Un aspecto de los acuerdos sobre el cual hubiera sido conveniente llegar a un consenso nacional es el de la justicia.

Un aspecto de los acuerdos que se siguen cocinando en La Habana sobre el cual hubiera sido conveniente llegar a un consenso nacional antes de cerrar la discusión en Cuba, es el relacionado con la justicia.

El expresidente Uribe lo propuso y , de hecho, se realizaron algunos esfuerzos.

Infortunadamente, cuando todo concluyó quedó en evidencia que lo que el Gobierno buscaba era el apoyo de la oposición a lo ya negociado con las FARC , no edificar una posición conjunta sobre un asunto de tanta trascendencia para el país.

Después se conoció el texto de la llamada jurisdicción para la paz.

A partir de ese momento, son muchos los interrogantes e innumerables las críticas y preguntas que se han formulado.

Nadie debe extrañarse de esa reacción , por cuanto se está embarcando a la nación en un viaje sin carta de navegación conocida.

Eso de crear dicha jurisdicción, que coexistirá con la ordinaria y actuará con un marco nuevo no es cosa de poca monta.

Por eso se han levantado tantas voces a criticar que el tribunal para la paz carezca de un marco temporal definido, y tenga competencia para investigar, entre otros, a los autores indirectos de crímenes cometidos con ocasión del conflicto, sin definir previamente, con total claridad, cuál es el alcance de esa tipificación.

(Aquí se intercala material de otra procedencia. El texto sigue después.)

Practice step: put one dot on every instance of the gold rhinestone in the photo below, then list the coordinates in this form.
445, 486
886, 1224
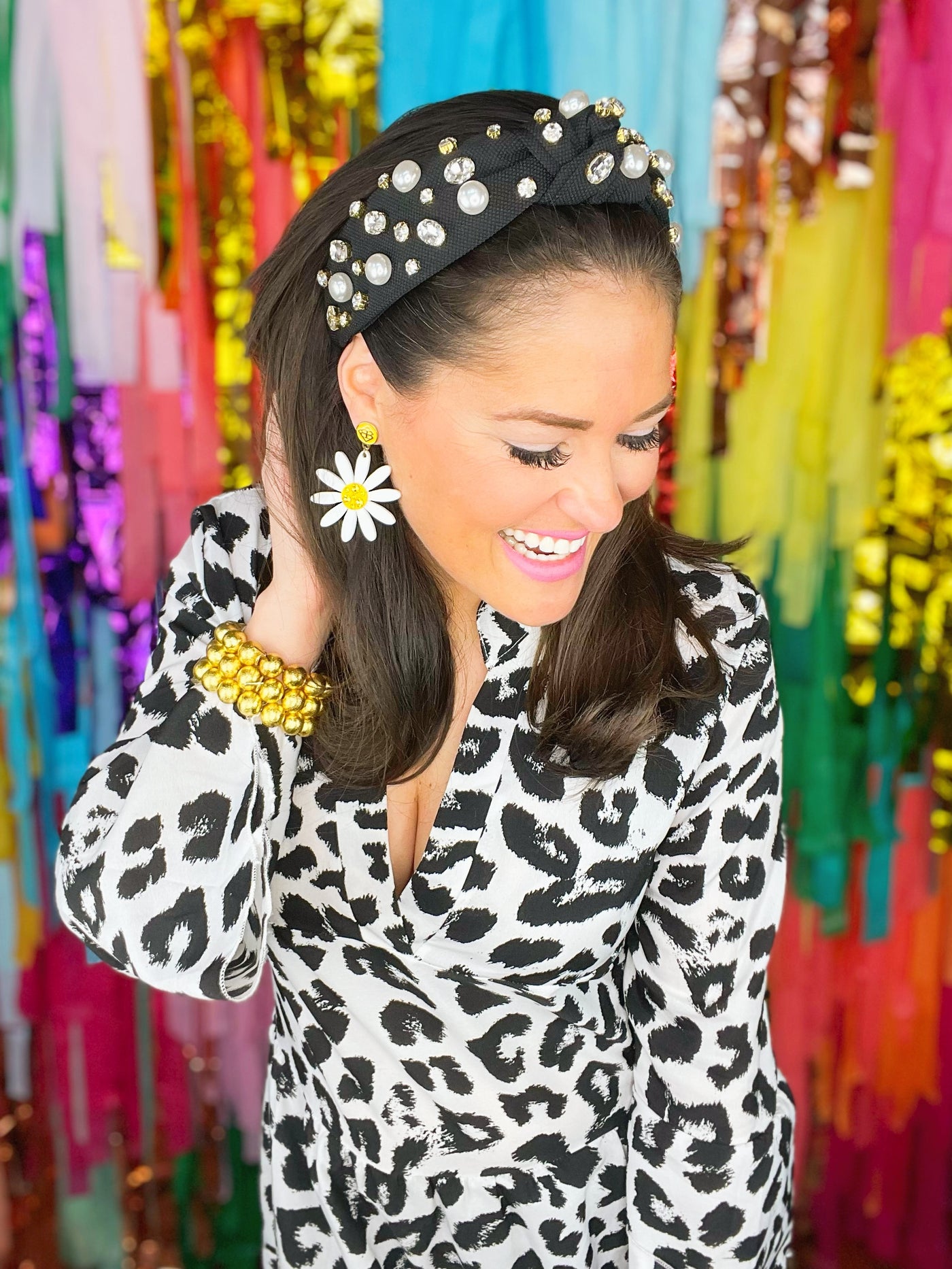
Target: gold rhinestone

Lo cierto es que las cosas se han hecho desconociendo el principio del juez natural, el debido proceso, y la no retroactividad en materia penal.

Se hizo caso omiso de principios centenarios, cuya existencia ha madurado a lo largo de los años para darle garantías de seguridad jurídica a los ciudadanos.

Por esas razones tantos temen que el nuevo tribunal se convierta en un escenario político, inquisidor y revanchista.

Una de las preguntas que se ha formulado insistentemente , es la relacionada con la designación de los Magistrados de la jurisdicción que nacerá a raíz de los acuerdos.

Ahora empiezan a conocerse las primeras respuestas, que , a decir verdad , no absuelven todos los interrogantes.

Como ya es usual, el gobierno anunció con bombos y platillos el acuerdo que hizo con las Farc para integrar el comité de selección de esos magistrados.

Que quede claro: lo que hicieron fue convenir cómo se va a conformar el grupo que tendrá esa responsabilidad.

Desde luego que la participación del Papa y del secretario de las Naciones Unidas, al lado de otras importantes instituciones, produce un impacto publicitario innegable.

Pero lo de fondo no es eso.

Para que el pueblo colombiano se pronuncie en el plebiscito, debidamente informado, lo que debe decírsele, además de las condiciones tradicionales que deben tener los magistrados , son algunas cosas adicionales.

Y éste es un catálogo que debe estar listo previamente al inicio de la tarea de selección.

Al comité debe pedírsele que defina y haga públicos algunos elementos de análisis, para efecto de garantizar la independencia e imparcialidad de los magistrados , antes de empezar su identificación, como por ejemplo: ¿Cuáles criterios se tendrán en cuenta para analizar la trayectoria profesional de los candidatos? ¿Cuáles criterios se tendrán en cuenta para no incluir a eventuales candidatos por sus vinculaciones políticas en el pasado? ¿Cuáles criterios se tendrán en cuenta para excluir a eventuales candidatos cuyas providencias del pasado puedan poner en entredicho su independencia e imparcialidad? ¿Cuál será el régimen de inhabilidades e incompatibilidades de los magistrados? ¿Cuál será el régimen sancionatorio de los magistrados, que debe ser particularmente estricto habida cuenta de las responsabilidades que asumirán?

De lo que se trata, entonces, es de garantías para toda la sociedad colombiana.

No solamente de la presencia de ilustres personajes e instituciones en una etapa del proceso de selección.

Ahora bien, cuando llegue la hora lo más conveniente es votar a favor del NO.